Temperature effect on (2+1) experimental Kardar-Parisi-Zhang growth

TL;DR

This study investigates how substrate temperature influences the growth dynamics of polycrystalline CdTe thin films, revealing temperature-dependent transitions in growth behavior and demonstrating control over KPZ non-linearity.

Contribution

It shows that substrate temperature affects growth regimes and allows tuning of KPZ non-linearity in thin film deposition, confirmed by experimental data and Monte Carlo simulations.

Findings

Temperature-dependent mound evolution observed.

Growth transitions from uncorrelated to correlated regimes.

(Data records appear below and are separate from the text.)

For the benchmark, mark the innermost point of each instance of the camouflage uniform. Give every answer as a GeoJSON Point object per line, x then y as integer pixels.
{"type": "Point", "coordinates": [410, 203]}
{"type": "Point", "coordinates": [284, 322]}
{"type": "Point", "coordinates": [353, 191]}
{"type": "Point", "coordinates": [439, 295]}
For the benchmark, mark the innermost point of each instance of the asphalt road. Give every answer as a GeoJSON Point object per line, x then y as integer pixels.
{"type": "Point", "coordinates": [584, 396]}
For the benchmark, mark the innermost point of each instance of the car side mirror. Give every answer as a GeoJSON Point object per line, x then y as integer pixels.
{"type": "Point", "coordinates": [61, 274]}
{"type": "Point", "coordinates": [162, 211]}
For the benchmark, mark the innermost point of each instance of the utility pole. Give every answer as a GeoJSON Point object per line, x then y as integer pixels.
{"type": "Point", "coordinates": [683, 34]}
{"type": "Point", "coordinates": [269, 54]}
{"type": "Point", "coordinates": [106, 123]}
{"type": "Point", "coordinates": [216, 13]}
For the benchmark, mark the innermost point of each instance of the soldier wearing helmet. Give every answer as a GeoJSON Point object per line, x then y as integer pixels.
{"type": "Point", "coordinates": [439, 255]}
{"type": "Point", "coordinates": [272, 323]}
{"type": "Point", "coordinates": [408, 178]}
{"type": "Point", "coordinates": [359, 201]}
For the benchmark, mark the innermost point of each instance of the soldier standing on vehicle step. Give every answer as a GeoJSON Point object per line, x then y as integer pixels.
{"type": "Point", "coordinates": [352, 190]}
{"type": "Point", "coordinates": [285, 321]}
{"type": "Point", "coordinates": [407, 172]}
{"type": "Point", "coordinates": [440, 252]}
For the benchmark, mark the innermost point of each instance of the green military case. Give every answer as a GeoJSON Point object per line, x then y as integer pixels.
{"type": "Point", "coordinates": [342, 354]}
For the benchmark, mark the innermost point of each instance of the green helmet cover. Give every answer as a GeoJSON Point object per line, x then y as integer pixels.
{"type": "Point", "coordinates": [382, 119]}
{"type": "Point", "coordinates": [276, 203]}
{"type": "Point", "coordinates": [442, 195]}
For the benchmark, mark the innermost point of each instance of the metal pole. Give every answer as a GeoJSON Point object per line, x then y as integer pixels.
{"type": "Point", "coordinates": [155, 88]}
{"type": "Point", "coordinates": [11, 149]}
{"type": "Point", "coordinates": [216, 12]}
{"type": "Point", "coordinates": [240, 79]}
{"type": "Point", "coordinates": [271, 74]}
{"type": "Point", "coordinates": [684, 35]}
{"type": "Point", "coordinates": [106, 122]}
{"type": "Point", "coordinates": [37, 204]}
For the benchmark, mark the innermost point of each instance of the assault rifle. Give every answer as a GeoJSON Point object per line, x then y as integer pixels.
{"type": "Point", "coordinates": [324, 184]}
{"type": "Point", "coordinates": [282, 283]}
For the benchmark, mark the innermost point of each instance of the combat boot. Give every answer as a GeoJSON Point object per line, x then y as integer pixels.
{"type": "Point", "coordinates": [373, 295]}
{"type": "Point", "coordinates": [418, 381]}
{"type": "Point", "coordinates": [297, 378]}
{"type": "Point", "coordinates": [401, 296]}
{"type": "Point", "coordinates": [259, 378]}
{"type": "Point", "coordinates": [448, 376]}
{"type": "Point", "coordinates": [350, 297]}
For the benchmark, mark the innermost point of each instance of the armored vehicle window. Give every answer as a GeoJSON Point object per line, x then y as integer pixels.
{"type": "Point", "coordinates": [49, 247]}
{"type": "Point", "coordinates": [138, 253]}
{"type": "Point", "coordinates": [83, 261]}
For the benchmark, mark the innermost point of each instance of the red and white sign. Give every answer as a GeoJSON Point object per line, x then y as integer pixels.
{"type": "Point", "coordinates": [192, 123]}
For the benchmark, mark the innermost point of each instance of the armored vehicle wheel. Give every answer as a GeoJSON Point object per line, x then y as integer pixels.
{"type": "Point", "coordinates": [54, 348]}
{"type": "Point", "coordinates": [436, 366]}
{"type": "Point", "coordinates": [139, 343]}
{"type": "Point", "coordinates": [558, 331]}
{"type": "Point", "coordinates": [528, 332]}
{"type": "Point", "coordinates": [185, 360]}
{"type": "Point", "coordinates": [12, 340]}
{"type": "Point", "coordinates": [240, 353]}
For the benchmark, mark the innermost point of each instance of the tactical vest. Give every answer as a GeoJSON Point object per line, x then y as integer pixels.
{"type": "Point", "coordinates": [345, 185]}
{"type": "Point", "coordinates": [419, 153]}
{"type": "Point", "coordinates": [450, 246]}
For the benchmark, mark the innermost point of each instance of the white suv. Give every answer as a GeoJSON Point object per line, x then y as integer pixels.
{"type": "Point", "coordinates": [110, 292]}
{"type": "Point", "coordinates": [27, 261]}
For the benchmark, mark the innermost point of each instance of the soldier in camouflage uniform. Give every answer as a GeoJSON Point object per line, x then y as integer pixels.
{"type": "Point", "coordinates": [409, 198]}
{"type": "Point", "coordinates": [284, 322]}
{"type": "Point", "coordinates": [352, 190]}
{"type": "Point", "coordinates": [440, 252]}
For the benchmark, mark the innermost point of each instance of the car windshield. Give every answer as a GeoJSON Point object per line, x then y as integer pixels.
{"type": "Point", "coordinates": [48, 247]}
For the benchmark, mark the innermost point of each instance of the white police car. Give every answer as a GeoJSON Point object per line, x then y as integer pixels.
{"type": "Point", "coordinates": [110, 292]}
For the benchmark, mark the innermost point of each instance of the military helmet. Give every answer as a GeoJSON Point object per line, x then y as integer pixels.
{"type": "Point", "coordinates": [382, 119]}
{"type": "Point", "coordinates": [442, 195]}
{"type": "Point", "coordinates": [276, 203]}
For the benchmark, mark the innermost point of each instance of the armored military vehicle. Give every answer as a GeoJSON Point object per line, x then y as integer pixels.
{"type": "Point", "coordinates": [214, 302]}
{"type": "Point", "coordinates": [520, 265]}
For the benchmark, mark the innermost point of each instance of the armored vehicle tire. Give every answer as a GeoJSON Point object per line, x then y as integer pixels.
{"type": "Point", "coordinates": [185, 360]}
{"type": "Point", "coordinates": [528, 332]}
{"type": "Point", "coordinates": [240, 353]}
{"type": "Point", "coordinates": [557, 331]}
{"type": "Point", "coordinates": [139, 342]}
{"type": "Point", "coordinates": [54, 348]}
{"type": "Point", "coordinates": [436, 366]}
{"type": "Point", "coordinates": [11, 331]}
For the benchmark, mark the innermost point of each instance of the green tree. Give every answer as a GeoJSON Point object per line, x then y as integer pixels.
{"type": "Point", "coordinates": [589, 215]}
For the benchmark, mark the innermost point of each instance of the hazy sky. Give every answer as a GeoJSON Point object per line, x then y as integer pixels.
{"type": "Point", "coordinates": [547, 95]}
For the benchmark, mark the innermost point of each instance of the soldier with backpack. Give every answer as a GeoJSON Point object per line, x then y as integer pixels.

CdTe growth follows KPZ universality class across temperatures.

Abstract

We report on the effect of substrate temperature (T) on both local structure and long-wavelength fluctuations of polycrystalline CdTe thin films deposited on Si(001). A strong T-dependent mound evolution is observed and explained in terms of the energy barrier to inter-grain diffusion at grain boundaries, as corroborated by Monte Carlo simulations. This leads to transitions from uncorrelated growth to a crossover from random-to-correlated growth and transient anomalous scaling as T increases. Due to these finite-time effects, we were not able to determine the universality class of the system through the critical exponents. Nevertheless, we demonstrate that this can be circumvented by analyzing height, roughness and maximal height distributions, which allow us to prove that CdTe grows asymptotically according to the Kardar-Parisi-Zhang (KPZ) equation in a broad range of T. More important, one finds positive (negative) velocity excess in the growth at low (high) T, indicating that it is possible to control the KPZ non-linearity by adjusting the temperature.